The amendment overrides the Supreme Court’s judgment in the ELMA-THERM case. In the judgment, the Supreme Court has concluded, in the context of the then applicable Bankruptcy and Resolution Act, that a bank is not entitled to satisfaction of its claim from the collateral of the bankrupt if the bank performed in compliance with a bank guarantee only issued in favour of the bankrupt only after the declaration of bankruptcy, although the pledge securing the bank guarantee had been entered in the Land Register before bankruptcy was declared. The intention of the legislature was to ensure that a bank or any other person performing under a bank or financial guarantee following the initiation of insolvency proceedings be considered a secured creditor on condition that the right to satisfaction from the security of a recourse claim against a debtor was entered in the Land Register before the commencement of the insolvency proceedings. Similarly, this rule is to apply to secured future claims arising after the initiation of insolvency proceedings.

Assessment of insolvency

The amendment extends the current definition of insolvency as inability to pay debts by an entrepreneur keeping accounts by introducing a 'liquidity gap', which is the difference between the amount of the outstanding debts and the amount of disposable income. An entrepreneur is not considered insolvent if the liquidity gap is lower than one tenth of his outstanding debts over a relevant period.

Preliminary assessment of insolvency petitions

An insolvency petition filed by creditors will now be subject to a preliminary assessment before being published in the Insolvency Register. If there are doubts as to the reasonable- ness of the petition, the court may rule against publishing the petition in the Insolvency Register for a limited period of time.

New requirement for insolvency petitioners to substantiate their due claims

In the case of insolvency petitions filed by creditors, the insol­vency petitioner, if keeping accounts, will be obliged to substan­tiate its claim against a legal entity with the acknowledgement of a debt, including either a legalised signature of the debtor, an enforceable judgment, a notarial or execution deed sanctioning the enforcement, or a confirmation by an auditor, forensic expert or tax adviser that the claim concerned is accounted for.

Limitation of voting rights of creditors forming a holding company with the debtor

The amendment significantly limits voting rights of creditors forming a holding company with the debtor.

Requirement to state the beneficial owner of a creditor of an assigned claim

A creditor which has acquired a claim in the last 6 months before or after the commencement of insolvency proceedings will be required to provide information about his beneficial owner.

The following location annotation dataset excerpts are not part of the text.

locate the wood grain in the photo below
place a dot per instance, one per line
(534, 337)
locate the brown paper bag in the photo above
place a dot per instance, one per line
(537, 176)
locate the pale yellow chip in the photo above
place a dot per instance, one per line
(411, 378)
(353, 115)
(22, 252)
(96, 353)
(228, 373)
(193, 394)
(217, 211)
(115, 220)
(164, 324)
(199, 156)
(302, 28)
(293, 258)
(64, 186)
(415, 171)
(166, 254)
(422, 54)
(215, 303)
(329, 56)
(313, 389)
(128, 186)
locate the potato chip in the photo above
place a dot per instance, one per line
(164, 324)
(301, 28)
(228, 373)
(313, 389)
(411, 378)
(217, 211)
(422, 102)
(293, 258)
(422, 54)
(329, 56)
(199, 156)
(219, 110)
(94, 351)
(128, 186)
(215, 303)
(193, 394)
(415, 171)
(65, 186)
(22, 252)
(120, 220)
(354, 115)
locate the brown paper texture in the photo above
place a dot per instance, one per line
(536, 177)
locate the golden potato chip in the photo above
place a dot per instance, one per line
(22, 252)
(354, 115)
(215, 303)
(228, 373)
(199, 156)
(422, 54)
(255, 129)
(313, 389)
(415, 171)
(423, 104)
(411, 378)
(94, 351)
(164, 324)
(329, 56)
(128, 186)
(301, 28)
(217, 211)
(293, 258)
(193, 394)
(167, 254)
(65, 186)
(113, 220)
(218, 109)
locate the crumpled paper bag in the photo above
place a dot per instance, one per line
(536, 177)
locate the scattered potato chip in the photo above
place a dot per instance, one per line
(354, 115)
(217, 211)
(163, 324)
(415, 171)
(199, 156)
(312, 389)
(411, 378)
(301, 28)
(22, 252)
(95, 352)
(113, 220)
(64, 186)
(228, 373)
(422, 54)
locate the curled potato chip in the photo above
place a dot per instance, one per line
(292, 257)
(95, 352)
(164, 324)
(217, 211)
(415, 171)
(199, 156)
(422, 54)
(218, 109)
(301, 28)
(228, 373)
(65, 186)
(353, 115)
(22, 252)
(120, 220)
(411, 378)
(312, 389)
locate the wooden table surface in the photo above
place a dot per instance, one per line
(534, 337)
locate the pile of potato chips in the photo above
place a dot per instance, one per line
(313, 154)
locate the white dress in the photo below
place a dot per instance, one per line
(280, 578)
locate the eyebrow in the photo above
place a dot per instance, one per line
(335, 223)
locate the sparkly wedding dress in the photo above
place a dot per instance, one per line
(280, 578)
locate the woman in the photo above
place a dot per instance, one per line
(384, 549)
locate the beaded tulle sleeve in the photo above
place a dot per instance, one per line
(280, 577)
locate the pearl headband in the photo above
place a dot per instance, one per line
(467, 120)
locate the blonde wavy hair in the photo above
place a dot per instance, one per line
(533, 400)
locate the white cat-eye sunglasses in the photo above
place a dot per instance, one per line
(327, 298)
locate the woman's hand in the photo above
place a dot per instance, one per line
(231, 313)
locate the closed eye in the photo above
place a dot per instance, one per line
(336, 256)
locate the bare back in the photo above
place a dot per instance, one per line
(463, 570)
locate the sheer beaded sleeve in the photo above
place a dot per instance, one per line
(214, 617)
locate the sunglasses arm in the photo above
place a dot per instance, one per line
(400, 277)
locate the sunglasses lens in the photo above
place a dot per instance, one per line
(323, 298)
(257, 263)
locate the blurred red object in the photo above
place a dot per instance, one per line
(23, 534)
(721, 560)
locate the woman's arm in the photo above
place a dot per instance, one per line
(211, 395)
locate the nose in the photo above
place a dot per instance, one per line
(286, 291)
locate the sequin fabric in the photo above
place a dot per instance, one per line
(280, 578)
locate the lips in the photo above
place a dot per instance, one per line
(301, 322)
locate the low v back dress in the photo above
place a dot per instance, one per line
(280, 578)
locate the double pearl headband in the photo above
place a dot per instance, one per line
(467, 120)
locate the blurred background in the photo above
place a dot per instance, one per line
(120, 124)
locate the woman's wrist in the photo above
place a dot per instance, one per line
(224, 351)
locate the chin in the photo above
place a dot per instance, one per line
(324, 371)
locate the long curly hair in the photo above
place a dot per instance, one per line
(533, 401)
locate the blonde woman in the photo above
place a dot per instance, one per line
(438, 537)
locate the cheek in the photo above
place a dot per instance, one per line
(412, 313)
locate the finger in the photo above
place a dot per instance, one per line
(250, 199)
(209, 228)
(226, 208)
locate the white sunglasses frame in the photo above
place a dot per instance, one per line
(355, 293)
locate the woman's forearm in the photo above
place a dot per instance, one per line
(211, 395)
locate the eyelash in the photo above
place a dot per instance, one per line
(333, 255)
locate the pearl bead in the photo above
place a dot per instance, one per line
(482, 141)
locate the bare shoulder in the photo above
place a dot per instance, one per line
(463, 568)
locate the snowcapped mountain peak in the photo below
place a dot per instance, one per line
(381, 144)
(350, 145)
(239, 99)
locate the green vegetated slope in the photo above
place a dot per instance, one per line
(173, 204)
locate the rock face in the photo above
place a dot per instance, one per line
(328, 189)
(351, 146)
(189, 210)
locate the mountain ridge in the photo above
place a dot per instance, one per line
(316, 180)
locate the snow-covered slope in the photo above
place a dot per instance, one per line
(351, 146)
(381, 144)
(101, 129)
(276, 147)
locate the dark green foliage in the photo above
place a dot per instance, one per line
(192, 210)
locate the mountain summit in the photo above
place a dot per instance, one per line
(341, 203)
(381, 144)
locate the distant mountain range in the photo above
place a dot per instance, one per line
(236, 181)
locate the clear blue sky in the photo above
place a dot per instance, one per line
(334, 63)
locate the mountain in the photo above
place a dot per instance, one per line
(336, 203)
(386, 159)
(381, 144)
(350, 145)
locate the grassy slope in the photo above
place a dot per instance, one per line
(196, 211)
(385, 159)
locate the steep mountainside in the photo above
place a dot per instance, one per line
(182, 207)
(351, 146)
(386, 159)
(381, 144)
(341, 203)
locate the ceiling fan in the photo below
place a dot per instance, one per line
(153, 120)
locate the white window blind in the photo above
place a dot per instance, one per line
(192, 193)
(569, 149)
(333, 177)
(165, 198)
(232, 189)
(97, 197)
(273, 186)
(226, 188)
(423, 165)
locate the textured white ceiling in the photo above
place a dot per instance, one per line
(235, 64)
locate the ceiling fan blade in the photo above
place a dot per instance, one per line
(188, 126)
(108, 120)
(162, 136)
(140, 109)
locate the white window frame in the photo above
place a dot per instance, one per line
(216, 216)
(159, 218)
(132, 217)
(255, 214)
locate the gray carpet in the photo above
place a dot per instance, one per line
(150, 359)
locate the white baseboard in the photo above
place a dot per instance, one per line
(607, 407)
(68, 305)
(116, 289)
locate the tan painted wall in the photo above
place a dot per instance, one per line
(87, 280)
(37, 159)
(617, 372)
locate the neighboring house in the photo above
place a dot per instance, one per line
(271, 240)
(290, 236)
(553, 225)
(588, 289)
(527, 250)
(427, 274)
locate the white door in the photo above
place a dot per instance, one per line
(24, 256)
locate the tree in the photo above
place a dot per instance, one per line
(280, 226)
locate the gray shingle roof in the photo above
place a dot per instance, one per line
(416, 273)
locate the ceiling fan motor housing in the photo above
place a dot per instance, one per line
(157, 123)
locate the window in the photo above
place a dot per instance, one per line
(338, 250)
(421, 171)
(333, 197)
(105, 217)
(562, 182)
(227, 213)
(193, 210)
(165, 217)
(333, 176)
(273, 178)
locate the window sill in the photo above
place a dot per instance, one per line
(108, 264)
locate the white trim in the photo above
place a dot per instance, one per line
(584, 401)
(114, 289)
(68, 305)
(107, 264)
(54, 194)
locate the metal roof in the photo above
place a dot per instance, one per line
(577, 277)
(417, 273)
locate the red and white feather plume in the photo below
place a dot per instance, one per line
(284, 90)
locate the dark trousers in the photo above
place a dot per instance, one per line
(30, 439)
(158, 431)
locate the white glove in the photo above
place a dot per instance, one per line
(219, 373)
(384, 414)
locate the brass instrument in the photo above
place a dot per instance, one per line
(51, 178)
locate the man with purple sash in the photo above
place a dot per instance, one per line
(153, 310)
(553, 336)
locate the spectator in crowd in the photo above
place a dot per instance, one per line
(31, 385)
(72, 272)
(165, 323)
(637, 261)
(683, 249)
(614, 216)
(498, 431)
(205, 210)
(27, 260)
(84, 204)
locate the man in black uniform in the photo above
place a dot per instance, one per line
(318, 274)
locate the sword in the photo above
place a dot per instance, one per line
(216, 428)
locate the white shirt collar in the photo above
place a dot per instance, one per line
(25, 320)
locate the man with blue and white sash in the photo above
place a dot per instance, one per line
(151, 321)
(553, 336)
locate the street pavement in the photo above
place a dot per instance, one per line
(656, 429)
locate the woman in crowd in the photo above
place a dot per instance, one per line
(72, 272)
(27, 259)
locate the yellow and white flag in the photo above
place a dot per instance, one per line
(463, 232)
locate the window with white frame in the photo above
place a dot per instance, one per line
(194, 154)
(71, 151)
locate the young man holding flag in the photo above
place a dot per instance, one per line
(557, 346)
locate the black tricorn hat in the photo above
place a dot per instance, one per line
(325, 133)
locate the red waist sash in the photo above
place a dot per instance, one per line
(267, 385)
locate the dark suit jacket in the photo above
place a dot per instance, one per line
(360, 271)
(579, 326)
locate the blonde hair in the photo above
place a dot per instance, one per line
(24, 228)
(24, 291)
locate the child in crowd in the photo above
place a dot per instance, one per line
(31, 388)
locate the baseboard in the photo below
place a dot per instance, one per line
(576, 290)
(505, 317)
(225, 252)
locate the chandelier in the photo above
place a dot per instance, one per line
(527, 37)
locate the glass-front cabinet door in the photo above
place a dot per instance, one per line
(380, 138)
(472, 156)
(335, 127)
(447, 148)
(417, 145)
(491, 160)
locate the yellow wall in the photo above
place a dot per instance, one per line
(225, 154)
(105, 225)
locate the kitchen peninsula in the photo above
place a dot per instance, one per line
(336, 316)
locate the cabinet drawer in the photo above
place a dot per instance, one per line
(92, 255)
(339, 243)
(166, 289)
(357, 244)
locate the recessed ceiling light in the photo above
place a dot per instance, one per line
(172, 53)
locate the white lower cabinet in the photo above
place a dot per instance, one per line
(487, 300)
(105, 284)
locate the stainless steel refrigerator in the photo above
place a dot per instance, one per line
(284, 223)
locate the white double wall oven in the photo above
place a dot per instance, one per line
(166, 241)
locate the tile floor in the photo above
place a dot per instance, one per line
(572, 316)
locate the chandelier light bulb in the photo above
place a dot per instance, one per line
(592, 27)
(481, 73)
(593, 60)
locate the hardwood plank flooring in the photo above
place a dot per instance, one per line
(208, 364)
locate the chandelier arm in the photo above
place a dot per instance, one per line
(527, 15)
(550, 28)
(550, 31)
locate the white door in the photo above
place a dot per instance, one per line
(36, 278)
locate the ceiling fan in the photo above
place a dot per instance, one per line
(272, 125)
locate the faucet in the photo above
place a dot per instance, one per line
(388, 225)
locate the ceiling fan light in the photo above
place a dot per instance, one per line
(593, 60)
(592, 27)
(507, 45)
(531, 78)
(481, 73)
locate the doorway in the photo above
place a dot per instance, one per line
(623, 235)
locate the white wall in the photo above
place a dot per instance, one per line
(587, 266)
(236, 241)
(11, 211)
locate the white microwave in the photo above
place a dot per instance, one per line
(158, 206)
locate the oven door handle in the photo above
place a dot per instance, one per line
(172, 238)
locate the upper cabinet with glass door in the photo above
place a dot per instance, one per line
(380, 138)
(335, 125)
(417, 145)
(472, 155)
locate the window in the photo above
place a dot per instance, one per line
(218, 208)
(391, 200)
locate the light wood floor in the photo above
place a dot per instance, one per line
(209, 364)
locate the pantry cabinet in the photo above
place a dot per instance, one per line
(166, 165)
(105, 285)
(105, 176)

Comprehensive changes affecting discharge of debts

One of the numerous changes brought by the amendment is that a removal of an appointed insolvency trustee will be more difficult for creditors. Also, no creditors' meeting will be held during the process of discharge of debts, unless a qualified majority of the creditors insist on holding the meeting. The debtor may no longer generally prepare a petition for discharge of debts himself, but rather, must authorise mainly an attorney or an 'accredited person' to do so. An accredited person will be a holder of a special licence granted by the Ministry of Justice.